信長に真偽を問われた酒井忠次は「イエス」と返答。証拠不十分のまま信康の謀反を認めました。この潔さに信長はそれ以上追求しませんでしたが、信康は切腹となりました。徳川家が潰されかねない、究極の選択でした。
晩年、息子の給料が安いので、可愛がってほしいと家康に頼みます。すると家康は「お前でも自分の子は可愛いんだね…」とチクリ。言葉もなく、酒井忠次はしずかに余生を送ったといいます。主家のためだったとはいえ、信康問題は家康と酒井忠次のあいだにシコリを残してしまいました。
酒井忠次の生涯をふりかえる
酒井忠次は、1527年に三河国・井田城に武士の次男として生まれます。祖先が徳川家康と同じ家柄でした。松平広忠の代から仕えていた酒井忠次は、広忠の子・家康に同行して今川家に出仕しました。今川義元が没した翌年の1561年に徳川家康の独立をはじめからサポートし、三河一向一揆などの困難を一緒に乗り越えました。

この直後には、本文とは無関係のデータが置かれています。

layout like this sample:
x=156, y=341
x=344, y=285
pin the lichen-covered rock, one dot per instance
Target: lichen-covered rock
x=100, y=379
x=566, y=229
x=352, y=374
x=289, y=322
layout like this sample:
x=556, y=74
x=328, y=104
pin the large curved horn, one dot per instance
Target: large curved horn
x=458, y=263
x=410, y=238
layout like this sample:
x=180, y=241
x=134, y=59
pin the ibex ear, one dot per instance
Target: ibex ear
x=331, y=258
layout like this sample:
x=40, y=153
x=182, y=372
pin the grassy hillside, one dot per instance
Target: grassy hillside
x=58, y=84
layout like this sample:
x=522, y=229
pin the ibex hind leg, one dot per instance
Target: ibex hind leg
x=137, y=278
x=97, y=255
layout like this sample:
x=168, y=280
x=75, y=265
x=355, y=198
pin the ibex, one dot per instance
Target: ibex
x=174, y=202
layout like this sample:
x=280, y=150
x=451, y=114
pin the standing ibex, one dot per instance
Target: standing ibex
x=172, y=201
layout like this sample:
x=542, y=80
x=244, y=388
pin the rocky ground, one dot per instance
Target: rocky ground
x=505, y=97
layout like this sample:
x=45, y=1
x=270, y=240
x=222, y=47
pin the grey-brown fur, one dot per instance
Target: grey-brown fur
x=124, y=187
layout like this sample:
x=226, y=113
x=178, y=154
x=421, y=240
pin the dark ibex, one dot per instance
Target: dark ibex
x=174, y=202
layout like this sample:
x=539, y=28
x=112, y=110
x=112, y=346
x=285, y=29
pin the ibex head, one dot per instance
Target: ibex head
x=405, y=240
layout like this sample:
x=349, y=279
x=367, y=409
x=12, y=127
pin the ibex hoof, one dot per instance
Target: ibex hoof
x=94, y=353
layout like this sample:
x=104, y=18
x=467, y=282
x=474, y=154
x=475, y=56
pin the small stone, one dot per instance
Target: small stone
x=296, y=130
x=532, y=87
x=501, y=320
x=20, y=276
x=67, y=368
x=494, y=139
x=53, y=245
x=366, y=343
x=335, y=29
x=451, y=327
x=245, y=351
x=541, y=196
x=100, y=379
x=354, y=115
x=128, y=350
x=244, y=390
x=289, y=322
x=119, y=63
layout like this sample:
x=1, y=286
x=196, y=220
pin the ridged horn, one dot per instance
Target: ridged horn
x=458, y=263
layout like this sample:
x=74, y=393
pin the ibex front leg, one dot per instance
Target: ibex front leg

今川氏や武田氏との戦いで奮戦したほか、織田信長や北条氏直との外交に従事し、数々の難局で酒井忠次の知恵が活かされました。晩年は眼病に悩まされ、1596年に病気により山城国・桜井屋敷で亡くなりました。70歳でした。
若手も中堅もまとめあげる人間力で、対外的な徳川の顔も務めた酒井忠次は、息子に家督を譲ったあとも徳川家のことをずっと気にかけていました。徳川家の繁栄と維持を第一に考えていました。
酒井忠次の性格と人物像
酒井忠次は「仕事ができる宴会部長」です。宴会の席で余興を披露するプロおじさんで、みんなを楽しませます。寄り添うサービス精神から湧き出る良い人オーラで、昨日の敵も今日の友に変えてしまう、敏腕営業マンです。

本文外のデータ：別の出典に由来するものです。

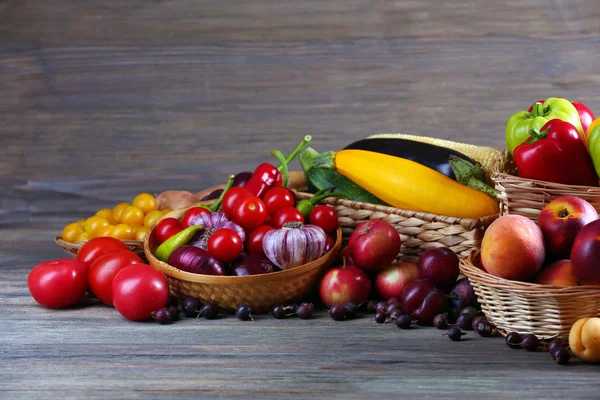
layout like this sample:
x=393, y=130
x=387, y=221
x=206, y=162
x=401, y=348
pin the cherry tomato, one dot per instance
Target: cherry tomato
x=146, y=202
x=325, y=217
x=249, y=213
x=191, y=213
x=225, y=245
x=167, y=228
x=232, y=196
x=97, y=247
x=277, y=198
x=138, y=290
x=287, y=214
x=59, y=283
x=103, y=271
x=254, y=239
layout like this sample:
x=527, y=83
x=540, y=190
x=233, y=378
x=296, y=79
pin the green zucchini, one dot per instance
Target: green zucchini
x=321, y=178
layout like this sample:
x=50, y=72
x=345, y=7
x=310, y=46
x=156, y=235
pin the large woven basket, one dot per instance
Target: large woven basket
x=544, y=310
x=527, y=197
x=419, y=231
x=260, y=292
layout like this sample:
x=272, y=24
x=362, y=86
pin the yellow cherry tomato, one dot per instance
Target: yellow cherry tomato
x=152, y=218
x=118, y=210
x=132, y=215
x=71, y=232
x=123, y=232
x=93, y=224
x=146, y=202
x=140, y=232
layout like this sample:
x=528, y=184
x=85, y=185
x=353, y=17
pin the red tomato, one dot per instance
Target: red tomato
x=96, y=247
x=167, y=228
x=59, y=283
x=287, y=214
x=254, y=239
x=225, y=245
x=277, y=198
x=191, y=213
x=103, y=271
x=138, y=290
x=231, y=197
x=325, y=217
x=249, y=213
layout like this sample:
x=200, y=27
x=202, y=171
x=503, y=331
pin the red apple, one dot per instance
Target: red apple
x=585, y=254
x=559, y=273
x=374, y=245
x=561, y=220
x=343, y=284
x=391, y=281
x=440, y=265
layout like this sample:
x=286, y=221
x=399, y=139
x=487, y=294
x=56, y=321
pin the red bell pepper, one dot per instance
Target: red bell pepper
x=557, y=154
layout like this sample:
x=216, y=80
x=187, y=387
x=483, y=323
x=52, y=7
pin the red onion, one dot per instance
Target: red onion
x=294, y=244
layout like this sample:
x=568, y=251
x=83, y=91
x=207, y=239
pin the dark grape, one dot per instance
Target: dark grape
x=191, y=307
x=350, y=310
x=278, y=312
x=465, y=321
x=440, y=321
x=210, y=310
x=305, y=310
x=561, y=355
x=173, y=312
x=455, y=333
x=243, y=312
x=404, y=321
x=337, y=312
x=162, y=316
x=380, y=317
x=530, y=342
x=371, y=306
x=513, y=340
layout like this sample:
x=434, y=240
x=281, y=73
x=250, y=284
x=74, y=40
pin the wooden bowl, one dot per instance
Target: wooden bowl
x=260, y=292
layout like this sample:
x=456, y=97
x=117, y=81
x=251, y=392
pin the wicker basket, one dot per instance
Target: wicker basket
x=260, y=292
x=72, y=248
x=545, y=310
x=527, y=197
x=419, y=231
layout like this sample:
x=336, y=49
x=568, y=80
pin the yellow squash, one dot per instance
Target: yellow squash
x=409, y=185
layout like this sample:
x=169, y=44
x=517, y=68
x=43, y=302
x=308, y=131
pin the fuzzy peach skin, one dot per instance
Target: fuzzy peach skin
x=513, y=248
x=584, y=339
x=559, y=273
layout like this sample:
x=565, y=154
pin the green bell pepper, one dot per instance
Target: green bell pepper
x=519, y=125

熟年の貫禄があり、織田信長や豊臣秀吉といった天下人も、忠次と会うときは緊張しましたが、忠次のほうは平然としていました。荒ぶる個性の徳川四天王を束ねるスゴみがあり、井伊直政に嫉妬する榊原康政を「うるせえ!」の一喝で黙らせます。
武器を握れば豪傑。甕通槍という愛用の槍で、水瓶に隠れた敵を瓶ごと突き倒したことがあります。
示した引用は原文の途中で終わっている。